“What’s the title?”
In the years leading up to the release of “Goodbye, Butterfly: Murder, Faith and Forgiveness in a Small Kansas Town,” that was the question people asked more than any other. For six years, I didn’t have an answer.
Book titles are tricky. They are also incredibly important. Without a good title, you’re probably not going to sell many books. And that’s where the tricky part, at least for me, came in to play.
Before “Goodbye, Butterfly” actually became a book, it was really just an idea in a Promotions Writing class at Washburn University. I was more than halfway through graduate school, and the Mass Media department was kind enough to shape undergraduate classes for grad credit, which typically meant writing longer papers and more extensive projects than the rest of the class.
During that class in the Spring 2016 semester, I pitched building a marketing plan, with collateral, to the professor of the course, Dr. Rick Duet, for a potential book about Brenda Michelle Keller, who was murdered in Dover, Kansas, in 1991.
Much of my work during that class was mapping out press releases, advertisements, book pitches, videos and social media to promote a book about Brenda, Dover and her family (Much of it incorporated into a successful marketing plan eight years later). I naively set a timeline of finishing the book in less than a year (it ended up taking more than seven years).
As part of the marketing plan, I tinkered with book titles and cover designs. In that class, I landed on “Death in Dover” and a cover that featured Brenda’s headstone. Obviously, that is not the title or cover of the published book.
It became clear early in the research process that I was not going to use Brenda’s marker on the cover. After meeting with her parents, family and friends, it seemed exploitative. It was also obvious that the title wasn’t going to be “Death in Dover.” That was confusing (there are plenty of Dovers on the planet, and, frankly, it was boring).
The title and cover went to the backburner in 2017 and stayed there for more than five years as I meticulously researched Brenda’s case, wrote multiple drafts and edited/refined the story. I realized as the book entered the final phase at the beginning of 2023 that we really needed a title.
Nothing I came up with sounded good. Several ideas just didn’t fit. Then, in the spring of 2023 and a few months before we met with our publisher, Clovercroft, the title came to me in a dream. I don’t remember any details, but I woke up at 3 a.m. and texted myself “Goodbye, Butterfly: Murder, faith and forgiveness in Kansas.”
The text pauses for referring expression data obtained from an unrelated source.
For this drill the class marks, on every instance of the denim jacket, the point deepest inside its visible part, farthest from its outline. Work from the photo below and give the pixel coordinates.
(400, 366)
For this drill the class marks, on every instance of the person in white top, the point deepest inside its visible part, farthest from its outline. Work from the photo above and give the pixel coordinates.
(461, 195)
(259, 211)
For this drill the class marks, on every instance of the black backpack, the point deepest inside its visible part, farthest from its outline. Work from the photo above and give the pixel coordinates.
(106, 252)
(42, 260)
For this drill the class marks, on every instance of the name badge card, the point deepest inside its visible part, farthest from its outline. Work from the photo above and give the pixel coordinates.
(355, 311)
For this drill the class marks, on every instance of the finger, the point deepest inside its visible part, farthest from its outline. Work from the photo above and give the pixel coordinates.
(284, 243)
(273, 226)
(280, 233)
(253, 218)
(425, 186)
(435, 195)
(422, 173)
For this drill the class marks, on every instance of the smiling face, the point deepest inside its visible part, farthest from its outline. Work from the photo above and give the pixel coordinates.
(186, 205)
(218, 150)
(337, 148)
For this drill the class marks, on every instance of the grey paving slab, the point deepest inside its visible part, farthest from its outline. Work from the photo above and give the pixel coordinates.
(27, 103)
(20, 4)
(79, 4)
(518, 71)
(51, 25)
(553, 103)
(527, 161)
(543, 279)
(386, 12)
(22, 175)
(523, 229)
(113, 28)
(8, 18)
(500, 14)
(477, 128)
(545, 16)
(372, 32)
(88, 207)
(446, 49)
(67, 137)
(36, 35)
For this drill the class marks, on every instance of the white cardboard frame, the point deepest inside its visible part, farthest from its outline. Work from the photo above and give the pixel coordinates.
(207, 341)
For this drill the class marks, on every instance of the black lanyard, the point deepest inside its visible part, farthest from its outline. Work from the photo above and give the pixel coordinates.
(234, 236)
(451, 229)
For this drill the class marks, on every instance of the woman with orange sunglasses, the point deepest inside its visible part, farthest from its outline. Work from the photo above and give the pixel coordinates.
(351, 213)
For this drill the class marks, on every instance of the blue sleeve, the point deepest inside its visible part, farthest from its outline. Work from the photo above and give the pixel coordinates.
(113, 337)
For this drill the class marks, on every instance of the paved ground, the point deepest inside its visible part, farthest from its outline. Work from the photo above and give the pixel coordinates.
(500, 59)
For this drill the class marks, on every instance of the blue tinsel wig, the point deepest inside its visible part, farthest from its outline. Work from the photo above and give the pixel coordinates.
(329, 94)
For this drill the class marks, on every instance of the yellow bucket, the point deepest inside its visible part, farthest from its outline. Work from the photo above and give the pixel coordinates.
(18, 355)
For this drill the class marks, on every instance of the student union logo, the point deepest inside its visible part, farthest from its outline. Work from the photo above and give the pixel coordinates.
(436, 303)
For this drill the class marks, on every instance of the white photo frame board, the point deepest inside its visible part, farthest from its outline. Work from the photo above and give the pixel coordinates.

When I woke up several hours later, I read the text and realized that we finally had a working title. Within a few days, we had the final title.
I’m still occasionally asked about the title. I realized early on that “Goodbye, Butterfly” won’t register with everyone who sees the cover. But the book has always been about honoring Brenda’s legacy, and the title is a nod to a story she wrote not long before she died. It is also included on her headstone and at the end of the book:
“Once upon a time, there was a boy. The boy had a very favorite spot under a tree. One day, he was sitting under his tree when he saw a very pretty caterpillar. It had a yellow stripe down his back and was all green. The boy took the caterpillar home and put it in a cage. The boy fed his caterpillar leaves every day. One morning, the caterpillar was not in the cage, but there was a little oval-shaped ball. The boy took the cage downstairs and showed it to his mother. His mother said that it was a cocoon. The boy put it back up in his room and went outside to his favorite tree. He sat and thought about his caterpillar. How he wished he could play with his caterpillar under his tree. He lay in the leaves and thought of all the different caterpillars. Soon, his mom called, and it was time to eat. After supper, he went to bed and dreamed about caterpillars. He waited several weeks, and the caterpillar didn’t come out. One day, the boy was sitting in the pile of leaves under the tree, and the cocoon began to wiggle. The boy watched, and soon he saw a little bit of cocoon start to split open. Soon, he was looking at a very beautiful butterfly. The boy opened the cage door, and the beautiful butterfly flew away. The boy shouted, ‘Goodbye!”
Hence, the final title: “Goodbye, Butterfly.” Once that was settled, the cover design came together easily, and we settled on a simple black background with a large monarch butterfly seemingly popping out of the book. I’m proud to say I learned design at my alma mater utilized those skills to design my own cover.